# Which K2 board? Conflicting advice



## Guest (Nov 8, 2008)

Hi all

I've just tried out a couple of boards on the slope today (K2 Believer and an Endeavor Live). I enjoyed both and am torn on which to go for (any advice?) I'm more interested in just riding the mountain and not hitting the park.

I always thought the Believer was more of a freestyle park board and was recommended the K2 Zeppelin instead.

However, when i went to demo the Zeppelin today, I was told the opposite...that I should leave the Zeppelin alone and go for the Believer instead.

Help!! Any other recommendations would be appreciated.

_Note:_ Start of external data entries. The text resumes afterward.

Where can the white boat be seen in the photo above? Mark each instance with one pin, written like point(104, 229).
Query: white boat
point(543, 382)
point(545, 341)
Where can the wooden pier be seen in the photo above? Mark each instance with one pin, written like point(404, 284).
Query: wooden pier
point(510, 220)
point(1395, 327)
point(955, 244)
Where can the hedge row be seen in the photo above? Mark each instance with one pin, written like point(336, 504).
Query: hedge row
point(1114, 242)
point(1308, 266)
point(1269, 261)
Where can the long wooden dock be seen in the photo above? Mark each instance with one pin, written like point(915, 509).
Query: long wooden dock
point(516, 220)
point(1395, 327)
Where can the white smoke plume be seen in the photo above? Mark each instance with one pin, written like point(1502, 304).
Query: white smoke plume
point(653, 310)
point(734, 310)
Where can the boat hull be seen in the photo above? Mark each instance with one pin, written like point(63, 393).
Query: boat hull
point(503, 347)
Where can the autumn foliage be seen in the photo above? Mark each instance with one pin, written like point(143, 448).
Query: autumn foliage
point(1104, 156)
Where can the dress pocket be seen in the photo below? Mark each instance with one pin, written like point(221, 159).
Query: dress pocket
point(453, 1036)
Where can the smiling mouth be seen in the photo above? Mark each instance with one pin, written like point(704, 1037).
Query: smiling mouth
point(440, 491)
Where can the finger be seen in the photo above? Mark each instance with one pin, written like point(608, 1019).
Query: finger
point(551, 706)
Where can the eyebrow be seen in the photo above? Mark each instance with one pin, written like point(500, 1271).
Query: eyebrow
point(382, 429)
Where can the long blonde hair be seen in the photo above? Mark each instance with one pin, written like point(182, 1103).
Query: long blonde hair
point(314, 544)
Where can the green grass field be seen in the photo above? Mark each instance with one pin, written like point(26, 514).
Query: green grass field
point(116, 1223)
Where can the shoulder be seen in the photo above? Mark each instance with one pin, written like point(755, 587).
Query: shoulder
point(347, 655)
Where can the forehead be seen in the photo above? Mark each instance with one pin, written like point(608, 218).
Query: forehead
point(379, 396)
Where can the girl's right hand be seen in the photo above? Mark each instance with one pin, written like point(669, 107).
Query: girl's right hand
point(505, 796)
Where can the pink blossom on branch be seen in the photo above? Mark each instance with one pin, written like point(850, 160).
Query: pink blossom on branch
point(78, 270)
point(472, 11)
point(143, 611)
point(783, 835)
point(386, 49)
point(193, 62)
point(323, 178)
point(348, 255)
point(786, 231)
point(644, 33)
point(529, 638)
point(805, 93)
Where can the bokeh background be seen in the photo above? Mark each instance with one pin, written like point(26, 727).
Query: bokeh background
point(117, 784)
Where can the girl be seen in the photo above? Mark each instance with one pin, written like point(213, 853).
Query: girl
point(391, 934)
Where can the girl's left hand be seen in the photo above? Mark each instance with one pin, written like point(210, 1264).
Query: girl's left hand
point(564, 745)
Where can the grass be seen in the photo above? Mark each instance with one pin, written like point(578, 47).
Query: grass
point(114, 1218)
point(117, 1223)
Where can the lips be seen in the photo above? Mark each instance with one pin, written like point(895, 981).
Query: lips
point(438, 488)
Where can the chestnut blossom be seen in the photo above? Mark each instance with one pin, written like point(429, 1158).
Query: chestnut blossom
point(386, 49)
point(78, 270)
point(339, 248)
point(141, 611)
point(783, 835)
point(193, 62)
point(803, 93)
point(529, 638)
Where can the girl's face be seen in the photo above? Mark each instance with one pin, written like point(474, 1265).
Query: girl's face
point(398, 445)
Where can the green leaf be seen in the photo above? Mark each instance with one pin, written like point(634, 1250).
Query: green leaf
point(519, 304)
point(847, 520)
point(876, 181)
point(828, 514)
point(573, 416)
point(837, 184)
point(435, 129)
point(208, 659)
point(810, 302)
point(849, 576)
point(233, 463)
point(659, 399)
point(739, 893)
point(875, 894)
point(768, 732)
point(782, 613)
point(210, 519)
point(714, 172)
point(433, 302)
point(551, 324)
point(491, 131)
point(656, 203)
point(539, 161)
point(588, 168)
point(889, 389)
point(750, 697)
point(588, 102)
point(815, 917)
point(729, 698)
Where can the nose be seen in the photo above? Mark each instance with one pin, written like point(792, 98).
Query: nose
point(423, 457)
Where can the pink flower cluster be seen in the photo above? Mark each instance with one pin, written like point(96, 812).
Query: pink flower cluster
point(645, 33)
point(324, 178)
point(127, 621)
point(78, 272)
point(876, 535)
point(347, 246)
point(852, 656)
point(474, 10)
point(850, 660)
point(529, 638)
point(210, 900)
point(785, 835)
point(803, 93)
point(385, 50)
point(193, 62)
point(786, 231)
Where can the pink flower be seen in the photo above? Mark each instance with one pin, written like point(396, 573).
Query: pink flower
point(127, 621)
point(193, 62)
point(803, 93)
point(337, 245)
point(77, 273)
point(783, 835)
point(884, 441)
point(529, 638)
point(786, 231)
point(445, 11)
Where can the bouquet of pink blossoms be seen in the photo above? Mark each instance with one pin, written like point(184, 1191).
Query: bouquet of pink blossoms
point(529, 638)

I've got about 5 years experience on the mountain. Just interested in riding. Goofy, with Vans Fargo boots and looking at probably Burton Cartell bindings. I'm 5'9 and 90KG

many thanks


----------



## Guest (Nov 8, 2008)

Believer Boooouy!


----------



## BurtonAvenger (Aug 14, 2007)

The believer is designed to be a backcountry freestyle deck. Realistically you should have been on the Zepplin for what you're describing.


----------



## Extremo (Nov 6, 2008)

So just riding? No spins or airs or any other freestyle stuff? Then go with the Zepplin. Even if you're inner rad starts to break through and you want to start popping of some bumps or hips the Zepplin will be adequate enough.


----------